Havasupai has been called a paradise, and deservedly so.  Havasupai is  a favorite destination for the first time hiker.  However some of these new time campers, and admittedly many of the old ones, do not seem to understand the idea of “Leave no Trace”.

Leave no Trace is a system of ethics regarding the use and protection of public lands. It is a system of ethics, because often one may follow rules only when there is a possibility of getting caught. Ethics are what one does when no one is watching.  There are a list of principles of “Leave No Trace”.

Plan ahead and prepare.
Make sure of the regulations before starting down.  Don’t go without a permit.  Day hikes are not allowed.  Alcohol and illegal drugs are prohibited, and use of same is disrespectful.  Yes, there are those who indulge and they usually get away with it.  However when visiting a friend’s home, one respects the wishes of said friend.  The Havasupai do not allow alcohol.  The same goes for cliff diving, drones, and professional photography.

Travel and Camp on Durable surfaces
Stay on the trail.  Admittedly, most of the trail is in a wash, but in those last, long, sunny switchbacks, do not take shortcuts between said switchbacks.

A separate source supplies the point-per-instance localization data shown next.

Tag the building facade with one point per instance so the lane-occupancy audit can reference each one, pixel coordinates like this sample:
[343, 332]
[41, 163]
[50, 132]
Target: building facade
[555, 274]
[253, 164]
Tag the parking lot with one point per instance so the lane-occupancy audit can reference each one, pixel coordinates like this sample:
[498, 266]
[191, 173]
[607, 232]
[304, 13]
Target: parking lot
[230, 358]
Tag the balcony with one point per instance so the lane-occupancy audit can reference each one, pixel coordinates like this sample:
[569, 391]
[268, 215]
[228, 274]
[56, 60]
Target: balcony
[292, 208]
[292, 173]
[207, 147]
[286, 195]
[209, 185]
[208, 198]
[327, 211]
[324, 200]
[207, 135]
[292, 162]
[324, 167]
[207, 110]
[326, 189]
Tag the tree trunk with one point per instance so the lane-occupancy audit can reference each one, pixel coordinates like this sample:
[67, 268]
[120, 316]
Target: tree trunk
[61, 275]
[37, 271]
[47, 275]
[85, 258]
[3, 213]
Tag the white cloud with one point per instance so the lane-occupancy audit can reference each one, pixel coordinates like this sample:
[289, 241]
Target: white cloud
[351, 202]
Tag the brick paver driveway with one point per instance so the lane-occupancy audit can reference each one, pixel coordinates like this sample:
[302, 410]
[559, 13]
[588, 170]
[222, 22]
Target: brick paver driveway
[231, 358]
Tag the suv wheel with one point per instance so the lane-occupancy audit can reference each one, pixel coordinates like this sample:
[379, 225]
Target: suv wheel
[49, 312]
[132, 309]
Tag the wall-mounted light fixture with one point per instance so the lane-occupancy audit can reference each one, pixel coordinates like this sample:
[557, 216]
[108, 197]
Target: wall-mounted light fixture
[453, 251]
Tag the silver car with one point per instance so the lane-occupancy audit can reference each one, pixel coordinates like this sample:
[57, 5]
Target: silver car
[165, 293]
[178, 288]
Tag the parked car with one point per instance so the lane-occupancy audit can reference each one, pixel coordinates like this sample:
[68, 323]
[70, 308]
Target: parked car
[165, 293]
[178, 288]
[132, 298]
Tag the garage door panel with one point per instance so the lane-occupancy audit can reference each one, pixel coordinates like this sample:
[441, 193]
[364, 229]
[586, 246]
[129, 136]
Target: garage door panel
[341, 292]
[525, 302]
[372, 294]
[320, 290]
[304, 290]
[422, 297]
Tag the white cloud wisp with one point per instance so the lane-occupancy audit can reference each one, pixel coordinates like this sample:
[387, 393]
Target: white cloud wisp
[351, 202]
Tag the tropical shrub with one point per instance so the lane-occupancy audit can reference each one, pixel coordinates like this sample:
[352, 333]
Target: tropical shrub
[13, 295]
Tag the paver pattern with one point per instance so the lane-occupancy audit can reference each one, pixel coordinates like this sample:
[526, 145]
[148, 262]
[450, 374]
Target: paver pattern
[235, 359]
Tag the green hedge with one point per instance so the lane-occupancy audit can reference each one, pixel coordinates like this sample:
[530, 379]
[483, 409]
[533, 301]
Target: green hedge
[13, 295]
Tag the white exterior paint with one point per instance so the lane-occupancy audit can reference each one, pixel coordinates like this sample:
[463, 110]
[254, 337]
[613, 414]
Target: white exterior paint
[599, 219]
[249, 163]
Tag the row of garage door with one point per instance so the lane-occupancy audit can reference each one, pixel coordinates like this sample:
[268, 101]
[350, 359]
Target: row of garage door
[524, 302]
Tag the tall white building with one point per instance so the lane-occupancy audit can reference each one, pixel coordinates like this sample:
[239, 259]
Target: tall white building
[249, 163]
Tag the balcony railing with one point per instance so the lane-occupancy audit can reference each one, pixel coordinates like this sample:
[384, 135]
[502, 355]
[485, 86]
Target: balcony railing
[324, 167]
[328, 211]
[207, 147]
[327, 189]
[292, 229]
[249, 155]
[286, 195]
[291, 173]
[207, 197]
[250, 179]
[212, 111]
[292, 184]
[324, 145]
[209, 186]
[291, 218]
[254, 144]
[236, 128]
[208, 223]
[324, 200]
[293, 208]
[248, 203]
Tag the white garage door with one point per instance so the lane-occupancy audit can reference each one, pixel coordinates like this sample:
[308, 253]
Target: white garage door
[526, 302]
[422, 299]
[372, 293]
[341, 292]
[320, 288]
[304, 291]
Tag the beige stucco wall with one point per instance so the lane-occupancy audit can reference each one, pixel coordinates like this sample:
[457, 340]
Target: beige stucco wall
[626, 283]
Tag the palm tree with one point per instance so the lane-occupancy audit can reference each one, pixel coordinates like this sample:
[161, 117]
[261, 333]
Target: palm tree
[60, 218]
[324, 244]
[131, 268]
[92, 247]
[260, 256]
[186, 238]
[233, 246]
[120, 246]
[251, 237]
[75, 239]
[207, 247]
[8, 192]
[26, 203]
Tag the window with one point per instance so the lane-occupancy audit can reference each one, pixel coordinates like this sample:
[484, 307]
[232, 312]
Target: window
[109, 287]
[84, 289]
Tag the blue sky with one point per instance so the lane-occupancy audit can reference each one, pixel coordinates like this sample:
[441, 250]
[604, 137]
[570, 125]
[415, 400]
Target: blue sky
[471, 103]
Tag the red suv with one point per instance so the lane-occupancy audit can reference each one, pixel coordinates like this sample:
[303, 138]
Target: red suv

If visiting certain waterfalls, be aware that the newly-cut creek bed is unstable in places.  Respect those signs which tell you to stay back from the edge.   Climbing cliffs and rocks is prohibited.  Hiking anywhere but the one established trail is prohibited. This is the home of the Havasupai people, and they don’t want trespassing.

Dispose of waste properly.
Simply put, this means carry it out.  If you can carry it in full, you can carry it out empty.  Do not toss your trash by the trail.  Do not leave it in the campground.  There are those who decry the use of pack horses to carry gear.  How do you think trash which is left there gets out?  On these same pack horses.  Trash containers in the outhouses are for feminine hygiene products, not your camping trash.

If some of your equipment breaks or tears, carry it out. If clothing or shoes get too dirty to ever use again, carry them out. The only exception is leftover stove fuel.  It is permissible to ask the rangers if they can use this.  But ask first.

Soap does not go in the water, period.  Not biodegradable, not hemp soap, not natural, hand-crafted by Buddhist monks soap.  Biodegradable soap is designed to be dumped on the ground, not in the water.  Would you like to drink water with soap in it? Soap affects not only fish and other aquatic wildlife, but the microbiological systems in the water.

Leftover food must be carried out.  Animals will eat it, yes, but that trains them to become dependent on humans and thus become pests.  Buried food will be dug up.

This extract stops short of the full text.